True enough… but this from a man with a film-star face, a quarterback’s body, who was a little bit vain himself.

No, not a little bit vain. Bobby was one of the sharpest, toughest and most dependable men I’d ever met, but that did not alter the truth that he was vain; very, very vain indeed…

It was strange thinking about him after all the years that had passed. It was strange and unexpected and oddly, oddly unsettling, too.

I am not a nostalgia buff. I do not prefer to haunt a past softened and brightened by imagination. The past is constructed of memory, the future of expectation. I live most comfortably in the present, because that, in truth, is the only reality. It is all a reasonable person has.

Besides, my memories of Bobby and Asia weren’t all that rosy. And I certainly hadn’t planned to stay up long past midnight thinking about old friends, old battles and long gone losses…

No, what I had planned was a quiet night alone at home…

I was looking forward to it: just me and the microscope in my lab, sea specimens arranged neatly and in order over the stainless-steel dissecting table… gooseneck lamp adding precise illumination… music on the stereo, if I wanted, or maybe the portable shortwave radio.

I’d rigged an external antenna off the wooden water cistern outside, so I could pull in programs from Hanoi or Jakarta or Beijing, even Australia Broadcasting out of Perth, no problem at all.

And there was, of course, the comet.

When I needed a break from the microscope, it was a nice thing to walk outside and look into littoral darkness, still listening to some solitary radio voice that was ricocheting off stars from the other side of the globe. The electronic connexus is deceptively personal. It seemed to flow down out of space and directly into my remodeled fish shack which is built on stilts over water.

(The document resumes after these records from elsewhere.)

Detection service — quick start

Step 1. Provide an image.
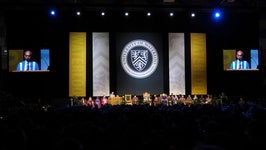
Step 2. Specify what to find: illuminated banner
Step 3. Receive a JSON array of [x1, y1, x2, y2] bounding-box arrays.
[[115, 33, 164, 95]]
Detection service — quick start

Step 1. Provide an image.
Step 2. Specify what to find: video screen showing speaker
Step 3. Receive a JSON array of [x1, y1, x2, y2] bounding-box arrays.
[[223, 49, 260, 71], [8, 48, 50, 72]]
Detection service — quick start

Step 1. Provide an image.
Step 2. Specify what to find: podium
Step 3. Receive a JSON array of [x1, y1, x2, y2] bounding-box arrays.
[[107, 96, 123, 105]]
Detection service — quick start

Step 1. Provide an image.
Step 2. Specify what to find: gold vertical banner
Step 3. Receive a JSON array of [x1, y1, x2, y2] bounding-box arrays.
[[223, 49, 236, 70], [69, 32, 86, 97], [190, 33, 207, 95]]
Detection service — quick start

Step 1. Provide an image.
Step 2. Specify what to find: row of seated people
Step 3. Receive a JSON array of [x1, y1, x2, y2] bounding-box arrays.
[[76, 92, 212, 108]]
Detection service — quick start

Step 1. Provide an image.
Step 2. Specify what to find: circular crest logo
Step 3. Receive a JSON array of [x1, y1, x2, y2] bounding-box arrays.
[[121, 40, 159, 78]]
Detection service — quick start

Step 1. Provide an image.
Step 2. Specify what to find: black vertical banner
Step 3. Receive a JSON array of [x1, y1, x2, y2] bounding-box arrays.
[[115, 32, 164, 95]]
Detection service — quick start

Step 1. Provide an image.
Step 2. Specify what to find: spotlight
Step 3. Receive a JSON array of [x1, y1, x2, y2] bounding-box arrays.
[[190, 12, 196, 18], [125, 12, 129, 16], [169, 12, 174, 17], [212, 9, 223, 21], [50, 9, 56, 16], [76, 11, 81, 16]]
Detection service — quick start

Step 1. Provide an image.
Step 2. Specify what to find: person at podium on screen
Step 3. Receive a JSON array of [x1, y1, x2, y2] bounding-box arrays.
[[17, 50, 39, 71], [230, 50, 250, 70]]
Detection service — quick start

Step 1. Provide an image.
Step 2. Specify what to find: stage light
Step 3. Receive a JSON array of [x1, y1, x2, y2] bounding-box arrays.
[[50, 9, 56, 16], [190, 12, 196, 18], [212, 9, 223, 21], [169, 12, 174, 17], [76, 11, 81, 16], [125, 12, 129, 16]]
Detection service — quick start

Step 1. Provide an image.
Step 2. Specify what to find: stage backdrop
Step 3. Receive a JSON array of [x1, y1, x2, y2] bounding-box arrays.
[[115, 33, 164, 95]]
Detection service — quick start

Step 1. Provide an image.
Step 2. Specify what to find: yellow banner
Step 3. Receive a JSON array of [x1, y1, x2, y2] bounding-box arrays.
[[190, 33, 207, 95], [69, 32, 86, 97]]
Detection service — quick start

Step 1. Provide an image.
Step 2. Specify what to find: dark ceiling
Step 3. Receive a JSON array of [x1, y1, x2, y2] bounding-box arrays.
[[0, 0, 266, 9]]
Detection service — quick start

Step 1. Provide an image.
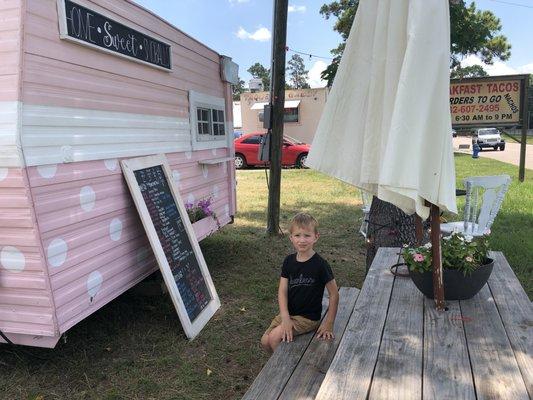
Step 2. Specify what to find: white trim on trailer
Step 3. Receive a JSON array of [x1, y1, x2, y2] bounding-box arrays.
[[0, 101, 24, 168], [21, 105, 192, 166]]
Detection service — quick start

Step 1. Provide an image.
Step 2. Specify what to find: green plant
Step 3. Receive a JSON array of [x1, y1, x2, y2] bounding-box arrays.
[[185, 197, 217, 223], [402, 233, 488, 275]]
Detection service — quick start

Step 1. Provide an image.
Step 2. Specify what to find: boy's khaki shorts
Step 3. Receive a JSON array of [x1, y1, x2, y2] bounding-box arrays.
[[265, 314, 320, 335]]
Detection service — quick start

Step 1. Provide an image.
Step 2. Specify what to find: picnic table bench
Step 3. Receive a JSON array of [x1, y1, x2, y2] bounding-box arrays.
[[244, 248, 533, 400]]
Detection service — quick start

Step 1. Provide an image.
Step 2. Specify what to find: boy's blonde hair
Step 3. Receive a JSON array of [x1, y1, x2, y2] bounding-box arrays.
[[289, 213, 318, 234]]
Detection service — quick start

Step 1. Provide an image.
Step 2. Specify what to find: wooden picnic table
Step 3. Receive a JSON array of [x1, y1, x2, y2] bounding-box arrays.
[[316, 248, 533, 400], [243, 248, 533, 400]]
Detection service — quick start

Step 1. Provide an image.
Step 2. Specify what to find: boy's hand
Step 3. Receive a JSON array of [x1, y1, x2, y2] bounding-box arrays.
[[281, 318, 294, 342], [317, 321, 335, 340]]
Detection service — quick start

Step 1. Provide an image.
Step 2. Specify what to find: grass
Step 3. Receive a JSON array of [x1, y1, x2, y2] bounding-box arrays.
[[503, 133, 533, 144], [0, 155, 533, 400]]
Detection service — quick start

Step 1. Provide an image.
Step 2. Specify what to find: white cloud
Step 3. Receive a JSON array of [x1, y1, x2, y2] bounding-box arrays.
[[517, 63, 533, 74], [461, 55, 516, 76], [236, 26, 272, 42], [308, 60, 328, 88], [288, 6, 307, 13]]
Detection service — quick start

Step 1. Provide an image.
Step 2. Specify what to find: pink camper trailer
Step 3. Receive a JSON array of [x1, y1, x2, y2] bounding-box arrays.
[[0, 0, 237, 347]]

So no, I didn’t expect or want to hear from Tucker Gatrell, and I certainly didn’t want to be drawn into a revisitation of my former life, my former occupation.

Absolutely not. Lately, in fact, I had been restricting all my socializing to the guides and the liveaboards at Dinkin’s Bay Marina.

Just wasn’t in the mood for outsiders.

There was a reason, a very specific reason.

My friend Tomlinson said it was because I had entered a reclusive period. The man is part savant, part goat, so he is usually at least half right about everything he says. An example: “Unrequited love, man. What a serious green weenie that is. Remember: love is what goes out of us, not what we take in. It’s the union of two solitudes, yeah. Two solitudes willing to protect and trust. But just ‘cause it didn’t work out doesn’t mean that you have to spend all your time alone.”

Tomlinson talks like that; he really does. He says it is because he has evolved spiritually after years and years of study and meditation. I think it’s because his thought processes have been chemically altered during years and years of abusing marijuana and hallucinogenics.